I wouldn’t fully agree to this because it is more or less something like a negotiation process between those groups that are now in power and those old groups, like the military and old economic elites and those young revolutionaries from the Tahrir Square – and they are now kind of negotiating in this and that way about how to develop Egypt.

So, what are the chances of Mr. Morsi in these negotiations?

I think he is in a bit difficult situation because he has to face the area of tensions, more or less because there are these young revolutionaries who fought in this revolutionary process and then there are these old guards, they kind of separated into what I called before the economic elites and this military group. And he has to give the military what belongs to them, for example their benefits and economic reasons, and he needs to secure that Egypt does not fall back behind the situation of 2011. So, he is a bit in conflicting situation and this decree he made can be interpreted in certain ways. On the one hand it is very-very problematic but on the other hand it is a kind of reaction of Morsi against the disturbances coming from the legal testament, from the old elites.

In fact it looks like some kind of mobilization effort.

Yes, he tries to see how much he can get on the street, and he now sees that he will face a tough opposition. And I don’t think that he will stay in his strong position he gave himself with this last decree.
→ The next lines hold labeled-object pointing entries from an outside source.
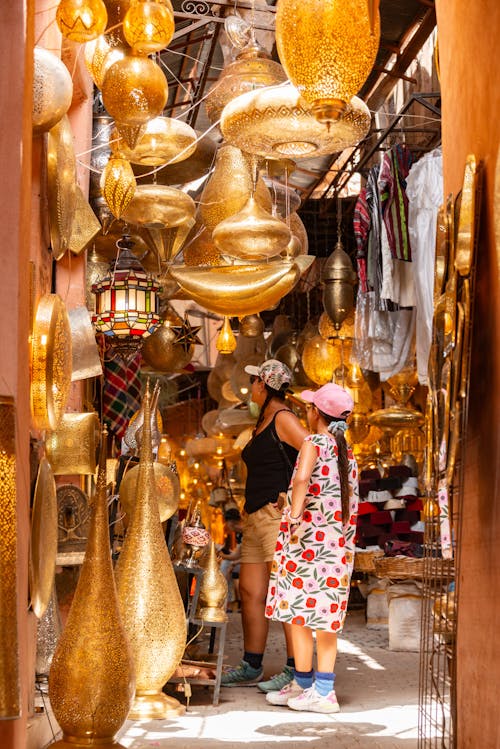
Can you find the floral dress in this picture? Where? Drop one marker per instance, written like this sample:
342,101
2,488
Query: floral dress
312,568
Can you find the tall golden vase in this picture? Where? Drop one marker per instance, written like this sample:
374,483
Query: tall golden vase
151,605
91,680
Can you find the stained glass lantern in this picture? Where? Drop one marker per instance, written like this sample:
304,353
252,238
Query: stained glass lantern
126,301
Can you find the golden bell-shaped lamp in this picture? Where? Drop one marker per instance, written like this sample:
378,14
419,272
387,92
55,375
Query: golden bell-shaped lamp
81,20
229,187
149,25
99,55
226,340
339,279
162,140
327,49
276,122
134,91
52,90
150,602
91,679
213,590
252,69
251,234
118,184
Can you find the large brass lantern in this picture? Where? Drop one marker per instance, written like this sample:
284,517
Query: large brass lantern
339,279
327,48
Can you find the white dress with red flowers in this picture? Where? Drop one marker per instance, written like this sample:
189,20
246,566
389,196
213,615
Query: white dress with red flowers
312,569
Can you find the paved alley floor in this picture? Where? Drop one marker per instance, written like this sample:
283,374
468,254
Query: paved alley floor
377,691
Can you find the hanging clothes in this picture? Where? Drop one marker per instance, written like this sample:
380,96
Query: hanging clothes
425,194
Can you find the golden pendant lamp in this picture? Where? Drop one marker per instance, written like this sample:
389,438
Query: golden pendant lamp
81,20
251,234
239,290
52,90
149,25
134,91
151,606
252,69
275,122
163,140
91,680
327,48
230,186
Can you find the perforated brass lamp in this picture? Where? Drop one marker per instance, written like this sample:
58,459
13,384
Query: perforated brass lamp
327,48
126,300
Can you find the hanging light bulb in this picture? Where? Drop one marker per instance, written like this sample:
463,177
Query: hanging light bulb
149,25
118,184
226,341
81,20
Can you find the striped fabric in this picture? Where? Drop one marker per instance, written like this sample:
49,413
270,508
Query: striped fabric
121,393
394,202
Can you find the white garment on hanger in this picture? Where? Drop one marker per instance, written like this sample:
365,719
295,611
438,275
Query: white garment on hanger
424,188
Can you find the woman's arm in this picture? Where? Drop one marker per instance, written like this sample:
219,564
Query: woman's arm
290,430
308,456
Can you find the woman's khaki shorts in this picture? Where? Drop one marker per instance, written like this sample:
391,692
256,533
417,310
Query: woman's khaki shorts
260,531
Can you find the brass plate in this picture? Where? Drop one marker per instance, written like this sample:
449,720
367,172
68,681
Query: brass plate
51,362
61,186
43,541
167,487
467,222
85,226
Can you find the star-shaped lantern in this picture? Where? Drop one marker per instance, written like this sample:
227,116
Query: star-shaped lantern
187,335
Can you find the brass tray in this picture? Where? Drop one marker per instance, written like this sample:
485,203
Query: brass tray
43,541
51,362
61,186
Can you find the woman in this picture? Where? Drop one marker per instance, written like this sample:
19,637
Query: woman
269,457
312,567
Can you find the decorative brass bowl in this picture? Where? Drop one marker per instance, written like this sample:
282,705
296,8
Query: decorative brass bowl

So, it is some kind of test exercise?

More or less, something like this. You need to keep in mind that the Muslim Brotherhood made some experiences with revolutions in Egypt. For example in 1952 and 1954 they were part of the revolution and after a while became the subject to strong repressions from the regime. So, the MB has to strengthen their position and they don’t want to be repressed once again.

Absolutely! But how about the position of the Egyptian MB vis-à-vis the recent clash between Israel and Hamas?

Well, the point is – the MB is no longer the only wealthy opposition within the group of political Islam in Egypt. So, they became more or less a group of mainstream political Islam and this mainstream political Islam has a broad range from a more moderate side to a more radical side of political Islamists. And now the MB has to couple with the problem that the Salafist movement is coming from the very radical right side and the MB has to kind of accept Israel and has to accept the peace treaty. But they have to say – well, we accept it but we do not accept Israel as a whole, but just the current situation, we accept this.

But this is an unusual political subtlety, I’d say.

It is difficult for them because they are no longer an opposition. They can no longer say – well, let’s talk harsh about Israel and let’s talk harsh about this or that – they have to make politics now. And as we witnessed during the Israel-Gaza conflict Morsi came in and negotiated not peace but…


Truth, yes. So, he faced real politics now because if he would not negotiate between Israel and Gaza the US would kind of cut their money to Egypt and this would be very-very difficult for the Egyptian President.

It is very interesting, Mr. Wolff, the way the former opposition movements, even – shall we say – quasi-radical movements are transformed as soon as they into the politics.

Well, they have to face the reality and that’s kind of a problem. And there is also the problem with this decree of Morsi because Morsi gave himself more powers than Mubarak had before. So, this is more or less very dangerous. And I’m not quite sure if he can handle this amount of power and if he is able to hold it for a longer time.